La Maison de Quartier, un atout pour Jonquière

OPINION / En réponse à la lettre parue dans la section Carrefour des lecteurs du 7 janvier dernier, intitulée Kénogami, un bidonville, et signée par Noëlla Aubut, dans laquelle vous affirmez que la venue de la Maison de Quartier dans le secteur Kénogami contribuerait au développement d’un bidonville, permettez-moi de vous apporter quelques précisions.

Dans un premier temps, rappelons que La Maison de Quartier de Jonquière est active sur le territoire de Jonquière depuis 1976. Au cours de toutes ces années, tout en aidant la population, elle a réussi à devenir propriétaire de ses installations dans lesquelles elle était de plus en plus à l’étroit et auxquelles il fallait apporter des améliorations. Dans cette optique, l’idéal était de trouver un autre emplacement pour notre organisation et de disposer de nos bâtiments actuels. De son côté, la Ville avait, depuis plusieurs années, un projet de développement autour de la rivière aux Sables qui exigeait un déplacement de la Maison de Quartier. Lorsque nous avons appris que l’édifice de Gagnon Frères Liquidation deviendrait disponible, nous avons démontré notre intérêt pour en faire l’acquisition.
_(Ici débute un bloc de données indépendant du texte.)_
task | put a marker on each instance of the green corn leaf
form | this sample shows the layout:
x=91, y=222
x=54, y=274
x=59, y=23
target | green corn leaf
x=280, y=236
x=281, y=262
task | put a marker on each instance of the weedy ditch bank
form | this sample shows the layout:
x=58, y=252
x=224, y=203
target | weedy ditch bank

C’est ainsi qu’après discussions avec les représentants de la Ville, cette dernière a fait l’acquisition de nos installations de la rue du Vieux-Pont, ce qui a permis à la Maison de Quartier de se relocaliser. Comprenez bien que l’achat de l’édifice de la rue Sainte-Famille est le résultat d’une transaction entre la Maison de Quartier de Jonquière et Gagnon Frères. Les frais de mise aux normes et d’aménagement seront assumés en totalité par la Maison de Quartier grâce à un prêt hypothécaire. À la lumière de ces informations, je ne crois pas qu’on puisse dire que la Ville a voulu relocaliser la Maison de Quartier pour s’en débarrasser, comme vous le mentionnez.

De plus, bien que la mission première de la Maison de Quartier soit d’offrir des biens de première nécessité à bas prix, son rôle social et économique dépasse largement cet énoncé. La Maison de Quartier est fréquentée par une clientèle provenant de toutes les classes sociales. Des gens soucieux de l’environnement désirant donner une deuxième vie à différents articles jusqu’aux personnes désireuses d’y faire des trouvailles intéressantes y viennent, sans oublier la clientèle étudiante particulièrement friande de ce genre de commerce.

Au cours des dernières années, nous avons développé des partenariats avec différentes organisations, dont la mission est d’aider les personnes ayant plus de difficultés à intégrer le marché du travail. Nous travaillons avec le Centre de formation générale des adultes de Jonquière, avec le Centre de réadaptation en déficience intellectuelle et avec Emploi-Québec, pour ne nommer que ceux-là. Ces partenariats contribuent à maximiser les retombées sociales dans le milieu.

D’un point de vue économique, nos entreprises sont en expansion constante et les installations actuelles nous empêchent d’assurer efficacement notre croissance. Le futur emplacement offrira des espaces de vente plus grands. De plus, la présence d’un stationnement sécuritaire et plus spacieux permettra d’attirer une clientèle de l’extérieur de Kénogami. Enfin, cette acquisition permettra de consolider une trentaine d’emplois directs en plus de la création de plusieurs autres.

L’arrivée de la Maison de Quartier et de ses partenaires contribuera davantage à dynamiser le secteur qu’à en faire un bidonville. C’est l’ensemble de la population et les commerces environnants qui profiteront de notre présence.